O secretário-geral do PSD, Feliciano Barreiras Duarte, reitera tarvés de comunicado que “nada fez de errado” e que irá “esperar serenamente” os resultados do inquérito aberto pela Procuradoria-Geral da República ao caso do seu currículo.

Nada fiz de errado no chamado processo de Berkeley; todos os movimentos e ações relacionados com esse caso estão devidamente documentados e são inequívocos quanto à minha inocência; fui convidado para ‘visiting scholar’ (estatuto que não confere qualquer grau académico) e não me fiz convidado; não tirei qualquer proveito da Universidade de Berkely – nem financeiro, nem académico, nem profissional, nem político”, lê-se num comunicado divulgado por uma agência de comunicação em nome de Feliciano Barreiras Duarte, a que a TVI24 teve acesso.

No passado fim de semana, veio a lume através do semanário Sol que Feliciano Barreiras Duarte teve de retificar o seu currículo académico para retirar o item que o indicava como professor convidado (visiting scholar) na Universidade de Berkeley, na Califórnia, Estados Unidos.

Em consequência, a Procuradoria-Gerald a República decidiu abrir um inquérito ao caso. Poderão estar em causa crimes de falsificação de documentos, usurpação de títulos e até usurpação de funções, caso tenha exercido funções para as quais não tinha competências.

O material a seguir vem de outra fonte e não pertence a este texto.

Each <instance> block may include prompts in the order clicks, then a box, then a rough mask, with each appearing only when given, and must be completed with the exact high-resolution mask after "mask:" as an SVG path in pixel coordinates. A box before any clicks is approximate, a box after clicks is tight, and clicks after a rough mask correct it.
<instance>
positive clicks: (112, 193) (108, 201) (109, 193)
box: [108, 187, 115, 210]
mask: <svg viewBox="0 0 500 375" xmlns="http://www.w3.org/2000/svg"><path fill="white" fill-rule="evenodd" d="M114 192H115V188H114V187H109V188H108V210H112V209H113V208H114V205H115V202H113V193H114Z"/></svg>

A Procuradoria-Geral da República anunciou hoje um inquérito aos factos relacionados com o meu currículo, o que vai ao encontro dos meus mais profundos desejos de ver esta situação cabal e completamente esclarecida", é a posição expressa por Barreiras Duarte, já após a abertura da inquérito.

"Campanha ignominiosa"

Sobre o caso do seu currículo e a inclusão de uma referência à universidade norte-americana de Berkeley, Barreiras Duarte diz que, "não obstante ter dado sempre todos os esclarecimentos que me pediram, desmentindo o que eu naturalmente sabia ser falso, sido alvo de uma campanha ignominiosa, que me afecta e à minha família de forma tão grave quanto só as pessoas de bem podem avaliar, mas que, em última análise, tem o objectivo principal de atacar a direcção do PSD e em particular o seu líder, Rui Rio".

O secretário-geral do PSD diz ir "esperar, serenamente e em silêncio absoluto" "pelos resultados do inquérito da PGR", embora se assuma "magoado".

Sou filho, irmão, marido e Pai, e todos os meus, incluindo os amigos, sofreram comigo", salienta Barreiras Duarte.

O scretário-geral aproveita ainda para agradecer a Rui Rio o apoio e ameaça agir judicialmente após a conclusão do inquérito.

Depois de tudo esclarecido, o que inevitavelmente vai suceder, reservo-me o direito de usar todos os meios legais ao meu alcance para recuperar a minha reputação e ser ressarcido das perdas e danos morais que me causaram e à minha família", refere.